I would add to Jay's answer "try to prove theorems" by saying that you learn to write clear mathematics by writing and rewriting, preferably using Latex, for easy revision, so that the matter and the layout become as clear as you can make it. You also have to learn to read what you have written to find the errors, lack of clarity, and poor layout. My supervisor Henry Whitehead you should write your paper, then put it in drawer for six weeks, and then rewrite it without looking at your draft! I confess to have rarely followed this method.
I remember in my early years of teaching remarking to two students on their homework: "Please read what you have written, and see that it is nonsense, where I have marked in red!" One did precisely this, and went on to get better and better and got a very good degree. The other carried on exactly the same.
Many of us have benefited greatly from the detailed criticisms of supervisors, and referees, and their care in reading what we have written. To be of most benefit, students should be required to write and rewrite their work; this does not happen often on pure logistic grounds. But I have tried it on a small scale with first year students. For more details, see the course Ideas in mathematics.

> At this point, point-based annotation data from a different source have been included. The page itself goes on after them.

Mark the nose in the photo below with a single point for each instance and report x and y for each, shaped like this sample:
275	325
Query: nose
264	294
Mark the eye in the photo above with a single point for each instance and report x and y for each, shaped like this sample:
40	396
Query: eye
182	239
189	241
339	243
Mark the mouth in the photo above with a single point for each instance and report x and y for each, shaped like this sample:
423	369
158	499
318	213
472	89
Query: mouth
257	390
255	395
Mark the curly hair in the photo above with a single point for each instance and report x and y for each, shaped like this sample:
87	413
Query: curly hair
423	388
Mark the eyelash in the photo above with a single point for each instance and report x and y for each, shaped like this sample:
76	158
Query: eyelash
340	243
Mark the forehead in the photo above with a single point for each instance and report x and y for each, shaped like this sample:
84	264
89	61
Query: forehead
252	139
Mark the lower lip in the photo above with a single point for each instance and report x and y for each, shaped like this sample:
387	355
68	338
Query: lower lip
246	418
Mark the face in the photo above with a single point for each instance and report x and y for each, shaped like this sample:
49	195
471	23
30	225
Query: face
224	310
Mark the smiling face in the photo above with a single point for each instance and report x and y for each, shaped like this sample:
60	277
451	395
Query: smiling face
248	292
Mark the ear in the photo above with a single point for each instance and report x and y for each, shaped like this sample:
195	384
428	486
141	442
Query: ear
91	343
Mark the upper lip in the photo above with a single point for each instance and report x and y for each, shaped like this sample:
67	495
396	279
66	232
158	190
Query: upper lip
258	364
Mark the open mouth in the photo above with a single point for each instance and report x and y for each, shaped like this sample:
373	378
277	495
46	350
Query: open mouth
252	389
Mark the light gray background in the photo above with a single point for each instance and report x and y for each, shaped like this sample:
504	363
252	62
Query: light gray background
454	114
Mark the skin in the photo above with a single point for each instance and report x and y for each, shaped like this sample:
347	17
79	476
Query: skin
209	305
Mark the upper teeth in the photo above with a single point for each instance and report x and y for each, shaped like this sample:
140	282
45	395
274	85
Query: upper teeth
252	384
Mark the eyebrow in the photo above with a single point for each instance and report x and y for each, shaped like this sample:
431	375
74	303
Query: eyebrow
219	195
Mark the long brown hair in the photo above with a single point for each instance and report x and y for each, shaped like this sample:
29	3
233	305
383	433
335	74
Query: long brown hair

Also you should realise that published work is usually the result of a series of approximations. A proof usually has an idea controlling it, but the first written version may have serious flaws, of various kinds. One may leave it for days, weeks, months, years, but on rereading there one sees something worthwhile, but needing a lot more work. This is where craftmanship and a professional approach are essential.
It was said of Grothendieck that he would work extremely hard to get the right concepts so that the proof became essentially tautologous! He also commented on "the difficulty of bringing concepts out of the dark!"